If the answer is both - phone calls AND a browser interface - you need both protocols connected through a Session Border Controller. This is the most common architecture in enterprise Voice AI because enterprise clients have existing SIP infrastructure and their agents use browser-based dashboards.
How SIP works in a Voice AI app - the implementation reality
When you build a Voice AI app on SIP, your application connects to a SIP trunk provider - Twilio, Vonage, Plivo, or Telnyx - which gives you a phone number and routes calls to your system. Your Voice AI platform receives each call as a SIP INVITE message, processes the audio through the STT → LLM → TTS pipeline, and returns audio over RTP back to the caller.
The SIP implementation involves configuring several layers independently: the SIP signalling settings (port, transport protocol - UDP or TCP or TLS, authentication credentials), the media settings (which codecs to accept - G.711, G.729, Opus - and the RTP port range), and the firewall rules that allow SIP and RTP traffic through. Each of these is a separate configuration concern and a separate failure point.
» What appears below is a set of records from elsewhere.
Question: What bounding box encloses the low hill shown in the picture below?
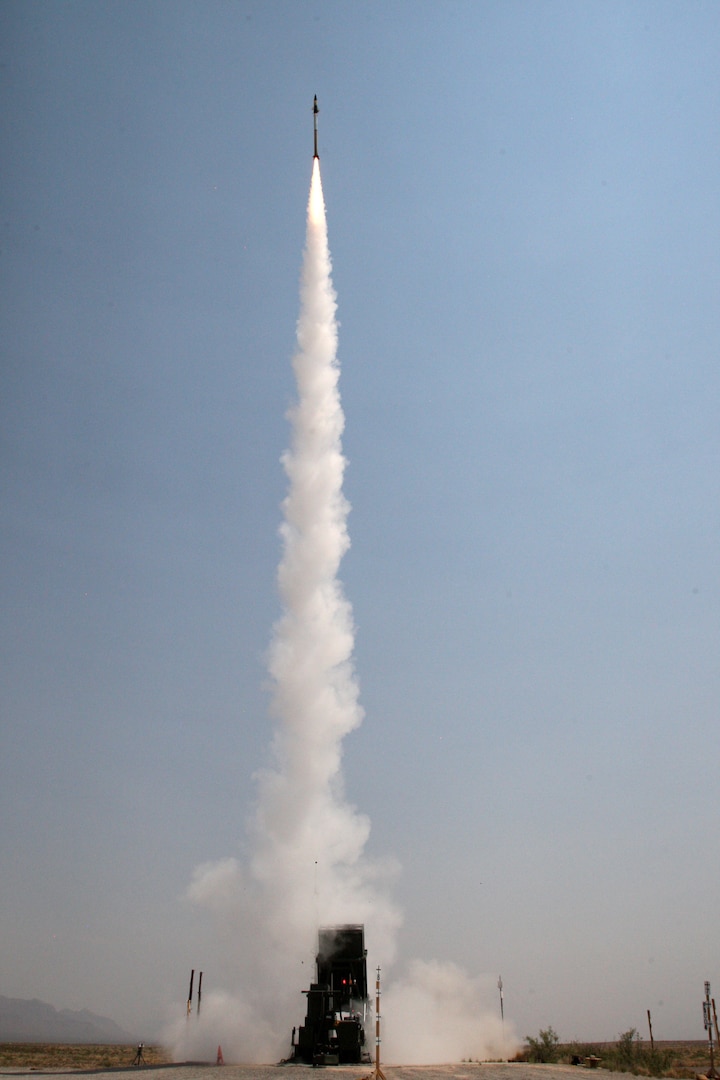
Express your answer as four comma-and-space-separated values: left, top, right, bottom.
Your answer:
0, 995, 134, 1043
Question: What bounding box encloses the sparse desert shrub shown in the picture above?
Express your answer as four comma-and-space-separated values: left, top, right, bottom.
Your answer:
602, 1027, 673, 1077
526, 1027, 559, 1064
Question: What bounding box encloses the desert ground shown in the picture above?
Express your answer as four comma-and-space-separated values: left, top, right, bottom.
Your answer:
0, 1042, 709, 1080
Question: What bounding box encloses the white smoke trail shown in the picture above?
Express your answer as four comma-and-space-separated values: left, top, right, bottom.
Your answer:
165, 159, 512, 1064
168, 159, 399, 1062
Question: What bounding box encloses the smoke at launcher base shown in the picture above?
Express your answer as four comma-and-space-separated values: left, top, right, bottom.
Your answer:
164, 132, 510, 1063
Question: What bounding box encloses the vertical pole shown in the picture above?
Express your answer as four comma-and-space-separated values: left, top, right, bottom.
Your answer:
498, 975, 507, 1061
703, 983, 720, 1080
375, 968, 385, 1080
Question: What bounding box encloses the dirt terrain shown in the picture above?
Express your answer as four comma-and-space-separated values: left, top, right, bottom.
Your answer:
0, 1041, 709, 1080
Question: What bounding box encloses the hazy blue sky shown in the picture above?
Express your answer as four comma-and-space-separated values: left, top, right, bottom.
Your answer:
0, 0, 720, 1039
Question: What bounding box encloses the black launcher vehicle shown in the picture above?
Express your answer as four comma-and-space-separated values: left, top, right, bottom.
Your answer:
290, 926, 370, 1065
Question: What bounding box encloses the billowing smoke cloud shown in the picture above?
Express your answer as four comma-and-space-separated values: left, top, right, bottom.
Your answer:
166, 159, 518, 1063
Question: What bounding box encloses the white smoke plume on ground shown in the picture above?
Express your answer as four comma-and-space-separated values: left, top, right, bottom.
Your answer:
165, 159, 518, 1063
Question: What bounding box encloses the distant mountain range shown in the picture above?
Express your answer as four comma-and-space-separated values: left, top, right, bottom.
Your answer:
0, 995, 135, 1044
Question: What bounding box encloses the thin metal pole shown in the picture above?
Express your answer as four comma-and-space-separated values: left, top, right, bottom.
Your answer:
498, 975, 507, 1061
703, 983, 720, 1080
372, 968, 385, 1080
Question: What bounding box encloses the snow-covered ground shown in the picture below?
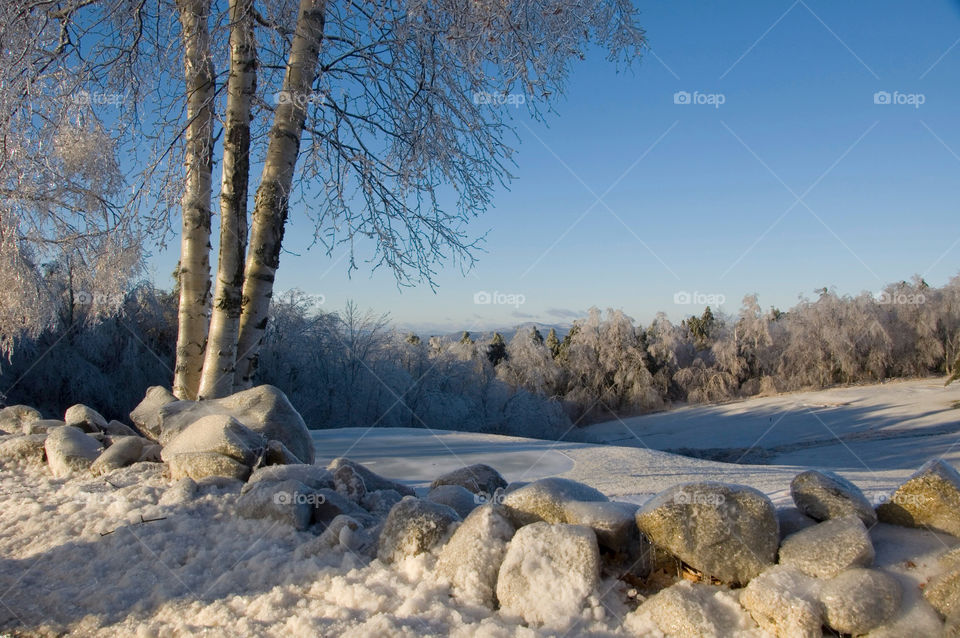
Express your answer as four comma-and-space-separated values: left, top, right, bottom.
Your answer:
0, 380, 960, 637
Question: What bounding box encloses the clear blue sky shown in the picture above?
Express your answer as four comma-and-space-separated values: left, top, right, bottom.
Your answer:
146, 0, 960, 333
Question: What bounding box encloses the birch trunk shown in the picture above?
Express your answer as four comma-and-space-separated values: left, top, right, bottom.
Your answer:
235, 0, 326, 390
199, 0, 257, 399
173, 0, 214, 399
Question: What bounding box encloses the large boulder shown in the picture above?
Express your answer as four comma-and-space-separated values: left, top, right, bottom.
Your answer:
237, 480, 318, 531
820, 569, 902, 635
497, 522, 600, 628
327, 457, 416, 496
780, 515, 876, 578
437, 508, 515, 609
159, 385, 314, 463
377, 497, 460, 563
0, 434, 47, 465
636, 482, 780, 584
877, 460, 960, 537
90, 436, 150, 476
790, 470, 877, 527
430, 463, 507, 496
43, 425, 103, 478
503, 477, 609, 527
0, 405, 43, 434
162, 414, 267, 467
740, 565, 824, 638
63, 403, 107, 433
130, 385, 177, 441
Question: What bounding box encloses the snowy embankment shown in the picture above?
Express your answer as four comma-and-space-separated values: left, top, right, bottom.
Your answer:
0, 382, 960, 637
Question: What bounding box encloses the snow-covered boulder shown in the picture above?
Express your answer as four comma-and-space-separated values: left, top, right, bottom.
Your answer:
327, 457, 416, 496
63, 403, 107, 432
740, 565, 824, 638
0, 434, 47, 465
790, 470, 877, 526
166, 452, 250, 481
434, 504, 515, 609
43, 425, 103, 478
130, 385, 177, 441
159, 385, 314, 463
503, 477, 609, 527
626, 580, 758, 638
90, 436, 150, 476
820, 569, 902, 635
877, 460, 960, 537
637, 482, 780, 584
426, 485, 479, 518
377, 497, 460, 563
0, 405, 43, 434
780, 515, 876, 578
430, 463, 507, 495
162, 414, 266, 467
497, 522, 600, 628
243, 463, 333, 491
237, 480, 317, 530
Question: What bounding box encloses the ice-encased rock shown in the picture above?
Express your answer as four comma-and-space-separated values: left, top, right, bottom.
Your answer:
426, 485, 479, 518
437, 504, 515, 609
636, 482, 780, 584
130, 385, 177, 441
63, 403, 107, 432
162, 414, 266, 467
327, 456, 416, 496
503, 477, 609, 527
430, 463, 507, 495
159, 385, 315, 463
237, 480, 317, 530
790, 470, 877, 527
43, 425, 103, 478
496, 522, 600, 628
877, 460, 960, 537
780, 515, 876, 578
377, 496, 460, 563
820, 568, 902, 635
740, 565, 823, 638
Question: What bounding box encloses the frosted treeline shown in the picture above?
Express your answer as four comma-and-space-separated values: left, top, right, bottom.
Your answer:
0, 276, 960, 438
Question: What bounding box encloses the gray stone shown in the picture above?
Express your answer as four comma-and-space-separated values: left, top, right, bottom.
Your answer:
327, 457, 416, 496
159, 385, 315, 463
820, 569, 902, 635
434, 504, 515, 609
0, 434, 47, 465
877, 461, 960, 537
430, 463, 507, 495
63, 403, 107, 432
427, 485, 479, 518
637, 482, 780, 584
740, 565, 824, 638
130, 385, 177, 441
503, 477, 609, 527
237, 480, 317, 531
780, 515, 876, 578
43, 425, 103, 478
790, 470, 877, 527
377, 497, 460, 563
497, 522, 600, 628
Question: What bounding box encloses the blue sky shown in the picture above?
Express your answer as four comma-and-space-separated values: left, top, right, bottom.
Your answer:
152, 0, 960, 332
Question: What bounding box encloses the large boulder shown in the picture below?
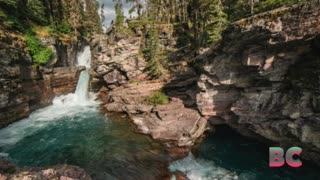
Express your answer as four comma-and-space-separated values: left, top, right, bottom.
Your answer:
197, 1, 320, 163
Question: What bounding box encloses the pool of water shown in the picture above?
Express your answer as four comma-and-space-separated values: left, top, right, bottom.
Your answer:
170, 126, 320, 180
0, 95, 168, 179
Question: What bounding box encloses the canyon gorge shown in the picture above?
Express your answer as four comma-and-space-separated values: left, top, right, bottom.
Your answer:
0, 0, 320, 180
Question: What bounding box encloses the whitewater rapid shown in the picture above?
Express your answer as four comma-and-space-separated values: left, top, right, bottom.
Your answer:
0, 47, 99, 149
169, 153, 239, 180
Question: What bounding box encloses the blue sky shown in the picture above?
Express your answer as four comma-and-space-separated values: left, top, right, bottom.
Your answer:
98, 0, 130, 29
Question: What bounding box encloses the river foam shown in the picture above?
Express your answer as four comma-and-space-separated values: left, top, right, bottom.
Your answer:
0, 46, 95, 149
169, 153, 239, 180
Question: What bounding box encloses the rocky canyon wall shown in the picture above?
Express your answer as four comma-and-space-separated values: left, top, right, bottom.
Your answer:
0, 30, 82, 128
197, 1, 320, 162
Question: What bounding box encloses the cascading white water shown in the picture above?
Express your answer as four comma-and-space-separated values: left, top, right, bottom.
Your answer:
169, 153, 239, 180
0, 47, 99, 149
75, 46, 91, 104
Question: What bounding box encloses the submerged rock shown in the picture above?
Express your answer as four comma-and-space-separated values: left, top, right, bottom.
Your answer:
0, 160, 91, 180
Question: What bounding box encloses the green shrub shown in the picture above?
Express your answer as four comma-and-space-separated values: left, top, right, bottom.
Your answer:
256, 0, 306, 13
26, 33, 53, 65
146, 91, 169, 105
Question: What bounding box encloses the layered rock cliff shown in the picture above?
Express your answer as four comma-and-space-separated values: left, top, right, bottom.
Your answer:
0, 30, 82, 128
197, 1, 320, 165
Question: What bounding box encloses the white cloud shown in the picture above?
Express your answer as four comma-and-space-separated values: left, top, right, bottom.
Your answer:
99, 0, 136, 29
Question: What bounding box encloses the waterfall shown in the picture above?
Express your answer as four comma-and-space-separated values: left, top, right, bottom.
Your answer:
75, 46, 91, 103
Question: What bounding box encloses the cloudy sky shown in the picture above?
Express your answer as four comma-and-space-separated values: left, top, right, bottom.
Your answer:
99, 0, 131, 29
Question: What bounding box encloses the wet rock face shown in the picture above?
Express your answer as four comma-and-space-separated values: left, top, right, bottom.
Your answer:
91, 35, 146, 90
100, 81, 206, 149
0, 30, 82, 128
0, 65, 82, 128
0, 160, 91, 180
197, 2, 320, 165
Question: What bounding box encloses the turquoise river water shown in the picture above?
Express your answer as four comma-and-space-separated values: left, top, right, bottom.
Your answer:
0, 48, 320, 180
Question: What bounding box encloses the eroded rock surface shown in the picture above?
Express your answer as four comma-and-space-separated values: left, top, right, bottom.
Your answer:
91, 35, 147, 89
0, 30, 83, 128
100, 81, 206, 148
197, 1, 320, 162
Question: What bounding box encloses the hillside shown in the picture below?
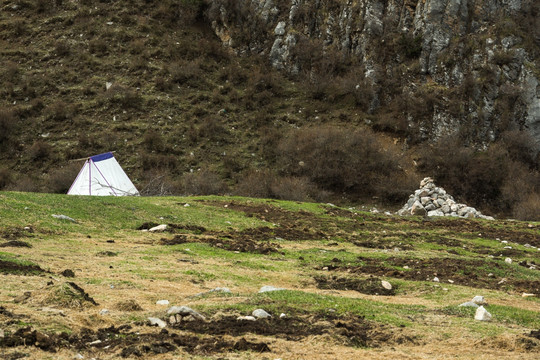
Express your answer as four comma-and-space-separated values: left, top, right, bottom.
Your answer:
0, 192, 540, 360
0, 0, 540, 219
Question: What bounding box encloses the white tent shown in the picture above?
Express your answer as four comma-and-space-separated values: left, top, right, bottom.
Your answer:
68, 152, 139, 196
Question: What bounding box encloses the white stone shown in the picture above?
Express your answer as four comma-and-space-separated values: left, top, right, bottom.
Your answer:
148, 224, 168, 232
274, 21, 286, 36
471, 295, 485, 305
259, 285, 286, 293
474, 306, 491, 321
148, 317, 167, 329
167, 306, 205, 320
251, 309, 272, 319
236, 316, 257, 321
458, 301, 479, 308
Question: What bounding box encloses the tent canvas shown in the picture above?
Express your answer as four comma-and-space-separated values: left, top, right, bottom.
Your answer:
68, 152, 139, 196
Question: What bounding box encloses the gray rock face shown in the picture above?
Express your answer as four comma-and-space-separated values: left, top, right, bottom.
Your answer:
398, 177, 493, 220
209, 0, 540, 143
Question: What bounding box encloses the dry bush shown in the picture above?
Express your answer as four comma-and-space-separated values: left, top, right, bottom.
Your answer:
0, 109, 17, 150
140, 153, 178, 171
181, 170, 227, 195
45, 100, 74, 121
142, 129, 166, 152
234, 169, 276, 198
45, 163, 80, 194
0, 168, 13, 190
270, 176, 316, 201
277, 126, 414, 200
28, 140, 53, 161
88, 39, 109, 56
104, 84, 143, 109
6, 175, 40, 192
139, 170, 182, 196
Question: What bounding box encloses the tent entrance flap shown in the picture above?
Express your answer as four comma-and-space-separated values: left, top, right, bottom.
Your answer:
68, 152, 139, 196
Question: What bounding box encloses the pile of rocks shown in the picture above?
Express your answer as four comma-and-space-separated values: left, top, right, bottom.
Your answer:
398, 177, 494, 220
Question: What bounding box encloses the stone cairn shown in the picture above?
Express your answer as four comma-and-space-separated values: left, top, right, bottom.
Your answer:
398, 177, 494, 220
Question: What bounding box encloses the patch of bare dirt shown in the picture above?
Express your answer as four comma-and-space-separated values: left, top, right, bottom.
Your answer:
314, 275, 396, 295
160, 234, 280, 254
320, 257, 540, 293
0, 260, 47, 275
0, 226, 34, 240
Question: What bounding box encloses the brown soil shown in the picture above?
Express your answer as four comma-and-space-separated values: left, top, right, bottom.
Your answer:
0, 227, 34, 240
314, 276, 396, 295
321, 257, 540, 294
160, 232, 279, 254
0, 260, 47, 275
0, 314, 415, 357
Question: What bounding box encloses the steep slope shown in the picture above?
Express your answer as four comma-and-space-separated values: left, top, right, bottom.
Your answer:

How WebRTC works in a Voice AI app - the implementation reality
When you build a Voice AI app on WebRTC, your application runs in the browser and uses the WebRTC API to access the user's microphone, establish a peer connection to your Voice AI backend, and stream audio in real time. The browser handles codec negotiation (Opus by default), NAT traversal (via ICE, STUN, and TURN servers), and encryption (DTLS-SRTP) automatically.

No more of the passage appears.